China GDP falls to 26-year low
Beijing, Jan 20:
China’s economy grew 6.7 per cent year-on-year in 2016, the slowest pace of growth in 26 years, but well within the government’s target range, official data showed on Friday.
Growth in the fourth quarter came in at 6.8 per cent, accelerating from the 6.7 per cent in the third quarter, according to National Bureau of Statistics data (NBS).
The government target was 6.5 to 7 per cent growth for 2016, Xinhua news agency reported.
Gross domestic product (GDP) totalled 74.41 trillion yuan (about $10 trillion) in 2016, with the service sector accounting for 51.6 percent.
The data showed that major economic indicators softened last year, with industrial output growth slowing slightly to 6 per cent from 6.1 per cent in 2015.
Urban fixed-asset investment continued to cool, rising 8.1 per cent year on year, compared with 10 per cent in 2015.
Retail sales rose to 10.4 per cent, down from 10.7 per cent in 2015.
Consumption contributed 64.6 per cent to the GDP in 2016, slightly down from the 66.4 per cent in 2015, but remarkably higher than the 51 per cent in 2014, the Global Times reported citing the NBS data.

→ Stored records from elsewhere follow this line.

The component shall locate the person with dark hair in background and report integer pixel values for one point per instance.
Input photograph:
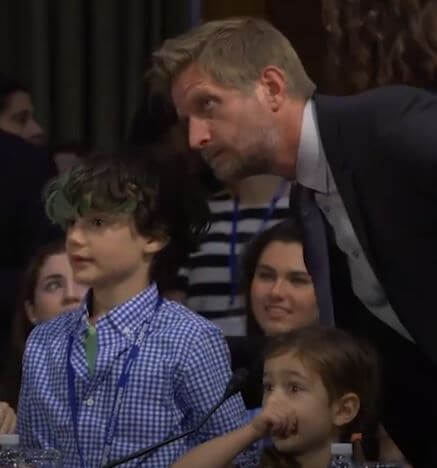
(365, 168)
(17, 113)
(25, 169)
(47, 289)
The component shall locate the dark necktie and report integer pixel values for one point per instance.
(315, 247)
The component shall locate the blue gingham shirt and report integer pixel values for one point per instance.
(181, 371)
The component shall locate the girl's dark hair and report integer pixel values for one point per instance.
(22, 326)
(155, 189)
(345, 364)
(287, 231)
(381, 42)
(9, 86)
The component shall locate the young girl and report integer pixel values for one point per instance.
(320, 386)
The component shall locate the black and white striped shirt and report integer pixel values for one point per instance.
(206, 279)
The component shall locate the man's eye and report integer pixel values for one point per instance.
(52, 286)
(265, 275)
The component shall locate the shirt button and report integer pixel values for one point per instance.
(89, 401)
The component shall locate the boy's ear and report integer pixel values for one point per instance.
(29, 308)
(154, 244)
(345, 409)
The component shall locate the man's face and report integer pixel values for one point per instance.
(17, 118)
(233, 129)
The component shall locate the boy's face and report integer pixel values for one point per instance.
(106, 250)
(305, 398)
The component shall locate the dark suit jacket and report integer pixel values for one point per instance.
(382, 149)
(23, 226)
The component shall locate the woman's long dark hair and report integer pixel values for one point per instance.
(22, 326)
(287, 231)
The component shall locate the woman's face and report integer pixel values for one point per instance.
(282, 293)
(55, 291)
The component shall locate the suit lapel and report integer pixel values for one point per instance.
(333, 144)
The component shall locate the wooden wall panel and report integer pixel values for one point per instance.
(217, 9)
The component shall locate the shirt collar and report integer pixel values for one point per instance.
(311, 168)
(127, 317)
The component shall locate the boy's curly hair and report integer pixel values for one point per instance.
(154, 188)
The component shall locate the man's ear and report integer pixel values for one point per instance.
(274, 84)
(29, 308)
(345, 409)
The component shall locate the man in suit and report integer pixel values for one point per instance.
(366, 189)
(24, 226)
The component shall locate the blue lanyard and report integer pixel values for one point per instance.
(119, 394)
(233, 257)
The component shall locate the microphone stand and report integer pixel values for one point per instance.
(234, 386)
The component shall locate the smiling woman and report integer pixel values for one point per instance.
(47, 290)
(279, 292)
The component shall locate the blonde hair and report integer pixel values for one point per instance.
(233, 52)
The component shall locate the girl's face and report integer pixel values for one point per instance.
(304, 397)
(282, 293)
(55, 290)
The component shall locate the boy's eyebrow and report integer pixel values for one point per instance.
(53, 276)
(288, 373)
(292, 373)
(291, 271)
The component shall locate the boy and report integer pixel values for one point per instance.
(127, 368)
(320, 386)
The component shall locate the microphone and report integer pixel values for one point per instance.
(235, 384)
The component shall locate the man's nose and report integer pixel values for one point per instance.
(198, 133)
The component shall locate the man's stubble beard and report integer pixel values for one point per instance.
(258, 159)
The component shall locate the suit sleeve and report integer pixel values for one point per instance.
(407, 131)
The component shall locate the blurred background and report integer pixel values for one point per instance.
(84, 60)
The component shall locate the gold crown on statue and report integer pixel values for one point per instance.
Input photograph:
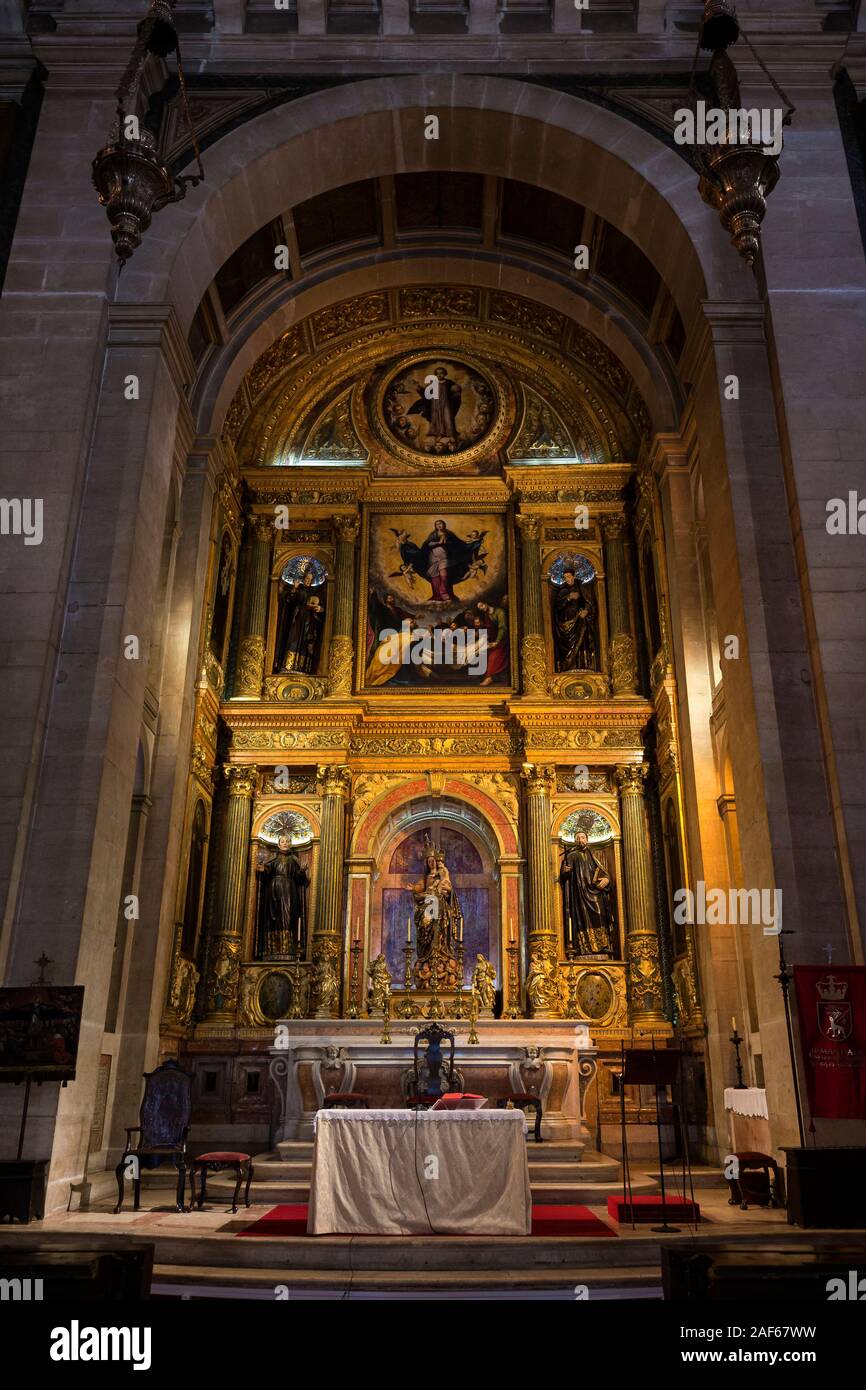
(831, 988)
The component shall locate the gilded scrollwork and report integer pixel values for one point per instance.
(182, 991)
(623, 663)
(224, 976)
(295, 687)
(250, 665)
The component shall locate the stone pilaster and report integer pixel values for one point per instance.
(250, 649)
(642, 954)
(341, 649)
(533, 651)
(542, 977)
(622, 651)
(334, 786)
(224, 955)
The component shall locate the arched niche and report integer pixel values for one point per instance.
(396, 862)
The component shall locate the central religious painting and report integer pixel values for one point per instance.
(437, 601)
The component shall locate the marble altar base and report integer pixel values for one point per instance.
(555, 1058)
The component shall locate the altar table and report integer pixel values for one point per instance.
(420, 1172)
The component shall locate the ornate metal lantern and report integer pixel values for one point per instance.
(736, 177)
(129, 178)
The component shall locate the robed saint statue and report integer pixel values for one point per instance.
(588, 912)
(438, 920)
(282, 904)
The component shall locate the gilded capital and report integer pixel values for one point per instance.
(613, 526)
(346, 527)
(241, 780)
(528, 526)
(538, 781)
(630, 779)
(334, 780)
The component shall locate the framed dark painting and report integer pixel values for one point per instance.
(39, 1026)
(437, 588)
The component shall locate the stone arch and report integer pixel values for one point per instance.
(506, 127)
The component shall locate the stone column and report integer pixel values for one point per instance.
(645, 986)
(250, 651)
(533, 651)
(334, 786)
(339, 659)
(224, 957)
(620, 651)
(542, 976)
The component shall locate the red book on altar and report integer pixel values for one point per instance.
(459, 1101)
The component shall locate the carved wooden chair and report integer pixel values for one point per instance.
(428, 1082)
(161, 1129)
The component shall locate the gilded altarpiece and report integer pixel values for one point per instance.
(462, 484)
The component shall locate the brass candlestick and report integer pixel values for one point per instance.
(356, 951)
(513, 1009)
(407, 968)
(295, 1012)
(385, 1036)
(459, 1004)
(473, 1018)
(572, 1012)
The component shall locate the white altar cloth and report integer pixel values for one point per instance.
(751, 1101)
(420, 1172)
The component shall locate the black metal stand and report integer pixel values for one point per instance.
(738, 1043)
(659, 1070)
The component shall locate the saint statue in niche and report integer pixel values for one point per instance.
(282, 904)
(438, 407)
(437, 916)
(300, 620)
(587, 901)
(574, 620)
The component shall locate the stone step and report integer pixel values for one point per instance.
(262, 1283)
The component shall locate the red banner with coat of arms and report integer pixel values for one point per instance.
(831, 1009)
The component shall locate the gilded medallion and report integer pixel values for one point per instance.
(439, 409)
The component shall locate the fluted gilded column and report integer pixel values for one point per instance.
(339, 658)
(533, 649)
(250, 649)
(334, 786)
(542, 976)
(642, 954)
(224, 955)
(622, 651)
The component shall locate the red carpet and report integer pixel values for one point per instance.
(649, 1209)
(546, 1221)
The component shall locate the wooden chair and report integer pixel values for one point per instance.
(756, 1183)
(427, 1083)
(161, 1129)
(214, 1162)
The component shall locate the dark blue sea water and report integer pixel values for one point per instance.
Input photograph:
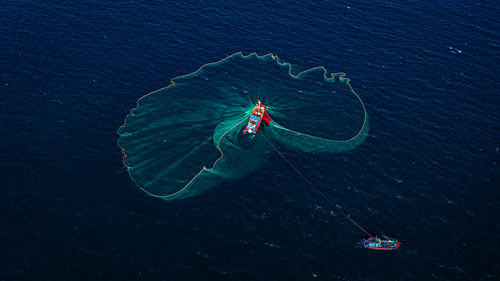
(428, 174)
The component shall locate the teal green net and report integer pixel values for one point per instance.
(186, 138)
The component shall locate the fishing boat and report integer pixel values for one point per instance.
(375, 243)
(259, 113)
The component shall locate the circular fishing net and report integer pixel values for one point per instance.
(186, 138)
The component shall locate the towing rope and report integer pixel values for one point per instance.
(318, 190)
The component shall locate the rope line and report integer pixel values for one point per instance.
(317, 189)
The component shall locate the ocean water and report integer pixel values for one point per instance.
(428, 173)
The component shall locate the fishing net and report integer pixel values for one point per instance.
(186, 138)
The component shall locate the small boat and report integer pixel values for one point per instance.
(258, 114)
(375, 243)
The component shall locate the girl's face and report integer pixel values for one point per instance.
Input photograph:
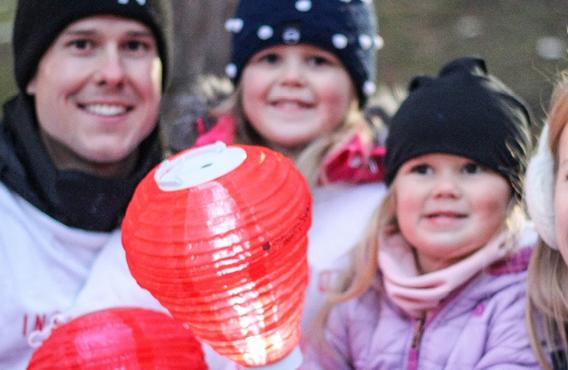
(561, 196)
(293, 94)
(448, 206)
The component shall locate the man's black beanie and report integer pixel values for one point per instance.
(466, 112)
(39, 22)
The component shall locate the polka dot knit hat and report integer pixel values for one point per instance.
(346, 28)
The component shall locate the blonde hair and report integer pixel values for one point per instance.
(548, 272)
(308, 157)
(364, 259)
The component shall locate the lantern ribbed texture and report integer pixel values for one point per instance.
(228, 255)
(120, 338)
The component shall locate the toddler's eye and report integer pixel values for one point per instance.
(421, 169)
(318, 60)
(472, 168)
(270, 58)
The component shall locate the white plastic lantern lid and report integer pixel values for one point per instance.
(198, 166)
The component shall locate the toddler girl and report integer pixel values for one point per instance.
(546, 193)
(303, 72)
(440, 284)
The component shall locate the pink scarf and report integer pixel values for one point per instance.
(416, 293)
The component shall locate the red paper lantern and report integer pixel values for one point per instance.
(218, 235)
(120, 338)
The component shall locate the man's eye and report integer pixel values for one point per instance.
(81, 44)
(136, 46)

The service sector contributed 51.6 percent to the economy in 2016, up from 50.2 per cent in 2015 and 48.1 per cent in 2014.
The service sector ratio exceeded 50 percent for the first time in 2015, and hit a record high in 2016.
This represents concrete progress in creating a more consumption and service driven economy in order to sustain growth, and indicates China’s economic restructuring is pressing ahead.
The fourth quarter growth that bettered expectations, came on the back of higher government spending and massive credit stimulus through record bank lending, that will fuel China’s explosive growth in debt.
It is estimated that China’s government and private sector debt will cross 285 per cent of its GDP this year.
In 2016, credit expanded to 16 per cent more than in 2015, and total debt grew nearly 2.4 times China’s GDP.
Chinese corporate debt has risen to 169 per cent of GDP, while international institutions have been urging China to deal with the problem of over-leveraging in order to avoid a financial crisis.
The mounting international concern is based on the fact that as the second largest economy in the world, a Chinese financial crisis would greatly impact the world economy.
Coming into the new year, the boom in China’s property market has abated, even as many local governments in the country have brought in regulations to curb speculation in real estate.
Earlier this month, China’s planning body the National Development and Reform Commission also estimated the economy to have grown about 6.7 per cent in 2016. The Chinese economy registered the same growth rate in the first, second and third quarters last year, it said. (IANS)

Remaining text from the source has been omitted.